The students then curated an exhibit for their parents to see.
That experience also exemplifies the third teacher in the Reggio Emilia approach — the environment — which includes the spaces in the classroom.
And creativity is as much a part of learning the alphabet as writing it is.
“They also learn how to lay it out, using products from the woods that they picked up from a hike and other things,” he said.
Project-based learning and real-life experiences
The Reggio Emilia approach uses project-based learning, which Bates says helps keep students engaged in learning.
“You try to build on kind of prior knowledge,” he says. “You may start with one theory and students are looking at it, and you may think the students want to go in one direction and then, all of a sudden, in talking with them, they want to explore something else and learn about something else. If it fits in that area and what you’re looking at, you can move in that direction and kind of all learn together.”
Like Montessori, real-life experiences are part of the learning in the Reggio Emilia method.“I have a note from one of our 3- to 5-year-old classrooms on my desk that is asking me to come meet with them because they need to take a picture and interview me for something that they’re learning about with school,” Bates said.
The students wrote the note and delivered it to Bates, and they scheduled a time for him to meet with the class. He says the experience taught them skill development in reading, writing and communication in a way that was fun and engaging for them.
Both Whitman and Bates say the benefits of their respective approaches are the critical thinking skills and confidence their students develop.
“They look for their own answers versus waiting and finding somebody to help them,” Whitman says. “It really changes the directional path of the way they approach knowledge.
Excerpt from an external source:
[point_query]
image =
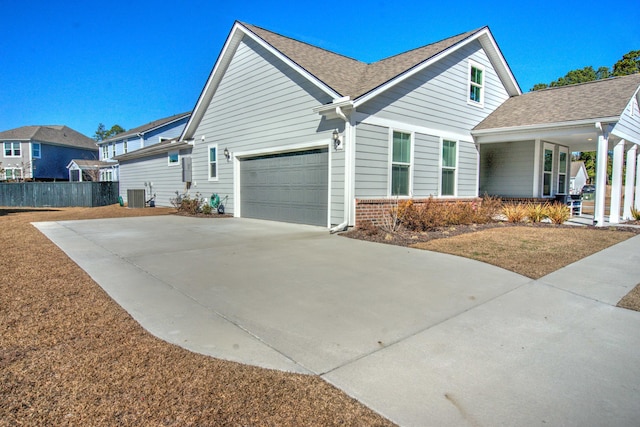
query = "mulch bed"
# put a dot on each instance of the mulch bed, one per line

It creates life-long learners.”
“The creative elements of this type of work and the experiences that they have, the experiential learning really creates a love of learning that benefits them throughout their life,” Bates says. “They maintain their curiosity as long as they possibly can – and their creativity.”
Bates says collaborative learning is how education was meant to be, and it’s the direction public schools are taking with their STEM and STEAM programs.
“It’s to give students ways to attempt things, potentially fail, but fail at a smaller risk than they have before and learn from their mistakes, and then try to get it right,” he says. ”It’s a scientific approach to education.”
At the end of the day, Bates says, it’s the students who own their learning for their lifetimes.
Tips for parents for their child’s early childhood education
Whitman says it important to let kids struggle and fail.
“When a mom quickly puts on a kid’s shoes so they can get out the door, if you would just allow them to do it themselves, struggle, maybe even get on the wrong foot, it’s OK,” she says. “Celebrate the independence.”
In searching for an early childhood education program, Bates says to look for:
- an atmosphere where respect for children and childhood is evident;
- a philosophy of education that involves choice and problem-solving for children;
- experiences that cultivate and value both the cognitive and creative intelligences;
- a balance of indoor and outdoor and large and small group experiences;
- time and space for children to explore and cultivate their curiosities and
- a place that is responsive to children’s needs and nurtures positive social-emotional growth.
Mikaela LeBlanc is a freelance writer in Tulsa.